Doch zuerst von vorne: Was passiert überhaupt in dem Teenie-Drama? Im Mittelpunkt stehen die sanftmütige Nica und der mysteriöse Rigel. Die beiden Teeanger:innen sind gemeinsam in einem Waisenhaus aufgewachsen, das alles andere als schön für sie war. Misshandlungen und Terror standen dort an der Tagesordnung. Die 17-Jährige verlor ihre Eltern bei einem Autounfall, Rigel kennt seine Mutter als auch seinen Vater nicht und bekam seinen Namen sogar von Margaret, der grausamen Leiterin des Waisenhauses.
Nica hört in ihrer trostlosen Kindheit häufig von dem Märchen des Tränenmachers, eines geheimnisvollen Handwerkers, der alle Ängste und Befürchtungen in den Herzen der Menschen erzeugt. Der Film impliziert, dass Nica und Rigel sich als Kinder nie miteinander verstanden hatten, doch als sie plötzlich gemeinsam von dem Ehepaar Milligan adoptiert werden, müssen sie ihren Alltag zusammen bewältigen. Huch, jetzt kommt's: Zwischen den Teenies entwickelt sich eine verbotene Liebe, die vor allem von Lust und Traumata geprägt wird. Na bumm!
5 Gründe, warum "Der Tränenmacher" ein wirklich sauschlechter Film ist:
1. Seichte Charaktere, wenig Inhalt
Obwohl die Geschichte großes Potenzial hätte, kommt diese im Film gar nicht zur Geltung. Caterina Ferioli (Nica) und Simone Baldasseroni (Rigel) haben zwar eine gute On-Screen-Chemistry, doch die Entwicklung ihrer Liebesgeschichte wirkt unnatürlich und gehetzt. Obwohl der Film eine Stunde und 45 Minuten lang ist, wird er mit unnötigen und nichtssagenden Füllszenen geschmückt. Auch ein Recap von in dem Film bereits gesehenen Szenen am Schluss wirkt eher wie der Versuch eines/einer verzweifelten Schülers/Schülerin, bei der Deutschschularbeit mithilfe von mehreren Fremdwörtern auf die gewünschte Wortanzahl zu kommen.

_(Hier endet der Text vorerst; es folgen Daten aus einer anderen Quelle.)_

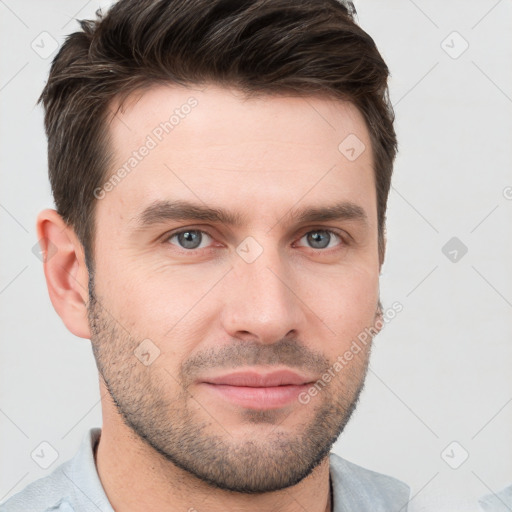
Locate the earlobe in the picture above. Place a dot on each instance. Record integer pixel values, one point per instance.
(65, 271)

Zudem haben die Charaktere im Film die emotionale Tiefe einer Pfütze und eine genauso spannende Persönlichkeit wie eine Kartoffel. Der Plot an sich weist ebenfalls mehrere Lücken und Unstimmigkeiten auf. Mehrmals hat man während des Filmes das Gefühl, dass vielleicht eine übernatürliche Komponente bei "Der Tränenmacher" eine Rolle spielt. Dabei ist dieses "mysteriöse" Gefühl absolut aus der Luft gegriffen und verwirrend.
Obendrauf fühlen sich manche Charaktere "unnötig" an, zum Beispiel die Freundin des verstorbenen Sohnes der Milligans. Anstatt eine unangenehme Szene mit einem emotionalen Ausbruch ihrerseits zu zeigen, hätte man sich mehr auf die Beziehung der Hauptprotagonist:innen konzentrieren können. Das Ende war dementsprechend überrumpelnd und viel zu schnell zusammengefasst (das Gute daran: Dieser cineastische Horror war endlich vorbei!)
2. Keine Erklärung der Hintergrundstory
Wenn man sich den Film ansieht, hat man permanent das Gefühl, dass man bestimmte Szenen oder Handlungsstränge verpasst hat. Zwar wird in dem Film beschrieben, dass sich Nica und Rigel nie im Waisenhaus verstanden hätten, gezeigt wird es jedoch nicht wirklich. Auch wann sich diese "unsterbliche Liebe" zwischen den beiden Teenies entwickelt haben soll, ist unklar. In einer späteren Szene wird impliziert, dass Rigel von Beginn an in das Waisenmädchen verliebt war. Wann dieselben Emotionen bei Nica aufkeimten, wird nicht gezeigt. Hat Regisseur Alessandro Genovesi etwa noch nie etwas von der goldenen Film-Regel "Show, don't tell" gehört?!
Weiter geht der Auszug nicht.